Companies are less optimistic in their employment growth expectations
Growth in the economy was faster in Estonia in the second half of 2018 than expected, and as a result, demand for labour increased. The labour market remained hot: wage growth picked up pace, people switched jobs often, and corporate data said employment grew. However, the labour market is expected to cool down somewhat over the course of 2019 along with a slowdown in economic growth.
Economic growth in Europe and the whole world is decelerating, which will start to affect the Estonian economy and labour market more and more in the future. Demand for labour is not growing as fast as it used to, as seen by the fact that the number of vacancies stopped increasing in the second half of 2018 and companies’ expectations for employment growth are lower. The share of companies who see labour shortages as the main obstacle to expanding their business has also decreased, which means that wage pressures are smaller.
The employment rate among permanent residents is very high in Estonia compared to other European Union countries and the historical average, which will limit future employment growth more and more. Compared to the Estonian labour force survey, which is used to assess residents’ behaviour in the labour market, companies’ reports showed a larger growth in employment.
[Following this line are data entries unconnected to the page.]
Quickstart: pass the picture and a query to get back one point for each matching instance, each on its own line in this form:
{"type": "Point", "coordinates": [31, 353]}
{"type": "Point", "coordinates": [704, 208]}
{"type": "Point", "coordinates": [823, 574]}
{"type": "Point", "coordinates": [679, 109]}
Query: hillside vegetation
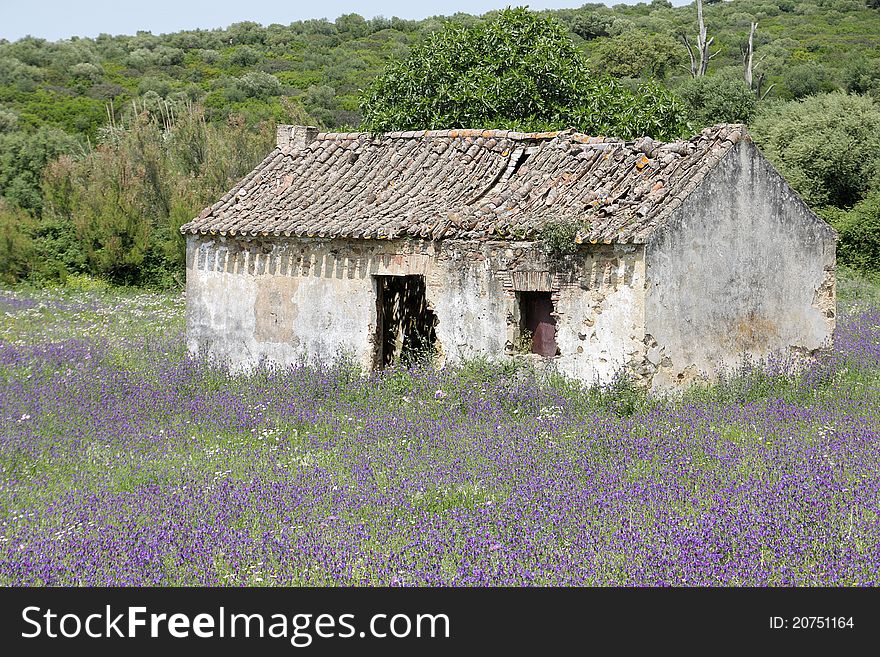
{"type": "Point", "coordinates": [107, 145]}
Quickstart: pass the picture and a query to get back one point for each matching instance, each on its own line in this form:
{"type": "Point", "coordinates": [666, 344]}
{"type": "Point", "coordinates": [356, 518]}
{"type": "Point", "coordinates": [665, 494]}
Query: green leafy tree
{"type": "Point", "coordinates": [637, 54]}
{"type": "Point", "coordinates": [517, 70]}
{"type": "Point", "coordinates": [827, 146]}
{"type": "Point", "coordinates": [859, 233]}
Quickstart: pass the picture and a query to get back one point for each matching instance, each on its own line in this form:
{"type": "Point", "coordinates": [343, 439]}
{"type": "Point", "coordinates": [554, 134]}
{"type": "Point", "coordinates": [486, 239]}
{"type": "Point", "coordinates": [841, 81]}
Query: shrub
{"type": "Point", "coordinates": [827, 146]}
{"type": "Point", "coordinates": [721, 98]}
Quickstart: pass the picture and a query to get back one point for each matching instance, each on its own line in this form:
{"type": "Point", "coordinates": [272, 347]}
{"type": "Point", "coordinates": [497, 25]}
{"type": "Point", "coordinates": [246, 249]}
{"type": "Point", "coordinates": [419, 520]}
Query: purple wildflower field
{"type": "Point", "coordinates": [124, 462]}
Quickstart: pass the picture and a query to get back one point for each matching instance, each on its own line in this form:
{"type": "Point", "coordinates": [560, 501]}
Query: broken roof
{"type": "Point", "coordinates": [467, 184]}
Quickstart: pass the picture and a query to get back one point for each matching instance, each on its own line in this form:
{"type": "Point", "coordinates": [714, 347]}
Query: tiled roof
{"type": "Point", "coordinates": [466, 183]}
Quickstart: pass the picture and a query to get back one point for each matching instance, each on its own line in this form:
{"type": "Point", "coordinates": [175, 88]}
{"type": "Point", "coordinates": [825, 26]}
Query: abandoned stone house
{"type": "Point", "coordinates": [680, 257]}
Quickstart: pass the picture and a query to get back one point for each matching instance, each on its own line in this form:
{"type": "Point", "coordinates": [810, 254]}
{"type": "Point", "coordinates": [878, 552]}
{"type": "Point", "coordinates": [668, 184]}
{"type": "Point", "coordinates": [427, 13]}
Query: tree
{"type": "Point", "coordinates": [827, 146]}
{"type": "Point", "coordinates": [719, 98]}
{"type": "Point", "coordinates": [518, 70]}
{"type": "Point", "coordinates": [700, 55]}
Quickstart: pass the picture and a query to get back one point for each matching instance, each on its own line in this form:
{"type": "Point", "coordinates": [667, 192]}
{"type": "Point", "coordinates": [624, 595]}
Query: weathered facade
{"type": "Point", "coordinates": [688, 254]}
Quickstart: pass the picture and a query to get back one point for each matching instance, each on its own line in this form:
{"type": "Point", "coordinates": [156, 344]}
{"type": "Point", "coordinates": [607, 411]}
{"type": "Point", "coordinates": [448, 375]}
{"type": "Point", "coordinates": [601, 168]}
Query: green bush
{"type": "Point", "coordinates": [859, 234]}
{"type": "Point", "coordinates": [722, 98]}
{"type": "Point", "coordinates": [827, 146]}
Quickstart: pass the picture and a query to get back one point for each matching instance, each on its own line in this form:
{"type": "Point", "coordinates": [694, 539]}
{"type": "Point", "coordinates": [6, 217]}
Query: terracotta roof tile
{"type": "Point", "coordinates": [467, 183]}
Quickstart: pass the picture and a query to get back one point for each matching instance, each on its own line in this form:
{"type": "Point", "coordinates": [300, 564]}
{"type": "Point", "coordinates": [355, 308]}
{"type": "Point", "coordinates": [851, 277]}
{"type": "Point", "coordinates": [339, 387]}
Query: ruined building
{"type": "Point", "coordinates": [664, 260]}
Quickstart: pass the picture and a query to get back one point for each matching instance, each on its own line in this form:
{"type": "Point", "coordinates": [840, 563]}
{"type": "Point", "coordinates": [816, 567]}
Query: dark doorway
{"type": "Point", "coordinates": [406, 323]}
{"type": "Point", "coordinates": [536, 318]}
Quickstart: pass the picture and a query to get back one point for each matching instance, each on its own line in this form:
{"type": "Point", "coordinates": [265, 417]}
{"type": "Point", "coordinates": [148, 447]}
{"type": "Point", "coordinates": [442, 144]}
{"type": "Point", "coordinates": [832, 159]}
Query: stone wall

The difference can be attributed to the fact that foreign labour contributed to employment growth more than it has before.
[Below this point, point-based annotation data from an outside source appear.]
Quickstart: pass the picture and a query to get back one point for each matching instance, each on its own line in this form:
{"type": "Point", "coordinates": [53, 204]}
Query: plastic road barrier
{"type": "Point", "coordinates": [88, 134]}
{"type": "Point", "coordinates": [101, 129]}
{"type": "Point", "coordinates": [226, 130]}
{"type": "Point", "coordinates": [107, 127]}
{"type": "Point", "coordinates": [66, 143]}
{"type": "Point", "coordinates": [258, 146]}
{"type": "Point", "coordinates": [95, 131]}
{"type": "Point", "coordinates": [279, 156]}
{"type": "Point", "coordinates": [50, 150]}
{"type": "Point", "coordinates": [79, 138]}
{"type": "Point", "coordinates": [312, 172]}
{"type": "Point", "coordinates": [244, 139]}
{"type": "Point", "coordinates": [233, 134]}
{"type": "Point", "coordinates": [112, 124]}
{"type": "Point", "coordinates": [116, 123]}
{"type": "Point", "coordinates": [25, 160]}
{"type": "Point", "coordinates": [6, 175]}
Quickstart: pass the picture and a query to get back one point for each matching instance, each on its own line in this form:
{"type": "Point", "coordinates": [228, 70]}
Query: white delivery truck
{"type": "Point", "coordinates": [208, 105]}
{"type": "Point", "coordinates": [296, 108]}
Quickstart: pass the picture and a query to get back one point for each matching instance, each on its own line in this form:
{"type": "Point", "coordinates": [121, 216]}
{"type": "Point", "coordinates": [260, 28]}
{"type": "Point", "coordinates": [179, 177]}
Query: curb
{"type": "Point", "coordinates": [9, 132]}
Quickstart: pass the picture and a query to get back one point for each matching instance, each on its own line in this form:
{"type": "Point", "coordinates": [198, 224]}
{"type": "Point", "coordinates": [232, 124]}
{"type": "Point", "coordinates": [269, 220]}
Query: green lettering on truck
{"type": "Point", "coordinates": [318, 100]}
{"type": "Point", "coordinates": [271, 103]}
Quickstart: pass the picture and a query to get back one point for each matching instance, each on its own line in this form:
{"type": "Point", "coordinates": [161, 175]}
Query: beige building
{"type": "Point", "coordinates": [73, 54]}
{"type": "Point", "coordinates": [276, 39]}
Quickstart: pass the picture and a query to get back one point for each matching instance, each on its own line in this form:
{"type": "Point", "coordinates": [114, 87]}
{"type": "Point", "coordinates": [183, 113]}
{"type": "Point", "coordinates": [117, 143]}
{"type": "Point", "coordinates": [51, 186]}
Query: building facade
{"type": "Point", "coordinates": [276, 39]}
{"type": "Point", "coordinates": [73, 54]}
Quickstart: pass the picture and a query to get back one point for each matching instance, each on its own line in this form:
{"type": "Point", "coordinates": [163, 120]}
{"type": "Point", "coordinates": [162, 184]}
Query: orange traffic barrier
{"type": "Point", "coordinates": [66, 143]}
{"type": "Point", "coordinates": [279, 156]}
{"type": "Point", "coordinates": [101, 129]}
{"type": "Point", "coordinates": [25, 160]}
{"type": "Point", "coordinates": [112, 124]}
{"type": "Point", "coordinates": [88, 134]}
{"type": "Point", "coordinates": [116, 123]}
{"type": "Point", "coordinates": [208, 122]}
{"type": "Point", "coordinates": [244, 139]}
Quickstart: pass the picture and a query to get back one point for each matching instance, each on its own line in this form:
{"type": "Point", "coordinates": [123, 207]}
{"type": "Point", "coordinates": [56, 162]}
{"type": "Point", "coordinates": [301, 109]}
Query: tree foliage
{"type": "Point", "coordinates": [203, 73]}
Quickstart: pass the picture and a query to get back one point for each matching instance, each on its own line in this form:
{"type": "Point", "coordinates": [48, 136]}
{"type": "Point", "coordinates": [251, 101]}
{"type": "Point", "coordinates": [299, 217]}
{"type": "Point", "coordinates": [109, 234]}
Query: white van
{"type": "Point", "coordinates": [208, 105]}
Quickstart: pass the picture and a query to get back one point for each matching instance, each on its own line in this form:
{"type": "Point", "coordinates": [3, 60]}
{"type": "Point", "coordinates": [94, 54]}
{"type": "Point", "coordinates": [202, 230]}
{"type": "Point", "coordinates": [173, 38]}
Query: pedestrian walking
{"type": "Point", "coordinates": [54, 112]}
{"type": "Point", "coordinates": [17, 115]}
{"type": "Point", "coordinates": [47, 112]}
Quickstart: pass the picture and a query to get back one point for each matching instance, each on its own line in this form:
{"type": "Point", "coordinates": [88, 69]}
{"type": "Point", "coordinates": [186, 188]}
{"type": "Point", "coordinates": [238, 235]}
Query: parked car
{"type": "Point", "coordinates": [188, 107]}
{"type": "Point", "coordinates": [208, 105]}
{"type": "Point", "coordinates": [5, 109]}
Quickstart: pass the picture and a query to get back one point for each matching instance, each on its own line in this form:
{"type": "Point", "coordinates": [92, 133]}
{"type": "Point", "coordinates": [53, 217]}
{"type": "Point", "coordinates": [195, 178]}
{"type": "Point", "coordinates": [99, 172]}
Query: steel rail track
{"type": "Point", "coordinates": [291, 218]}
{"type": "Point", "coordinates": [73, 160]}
Because labour demand was high and labour supply was limited, wage growth exceeded productivity growth in the second half of 2018. Wage growth was the fastest in the public sector (education and healthcare), but in the fourth quarter of the year it was also fast in construction and the industrial sector. Wages would probably have risen even faster in 2018 without the effect of the income tax reform, which significantly increased the net wages of employees who earn below the average wage. Wage growth in the private sector was also dampened by the use of foreign labour, because it meant that shortages of local labour were less of a problem for companies looking to hire people.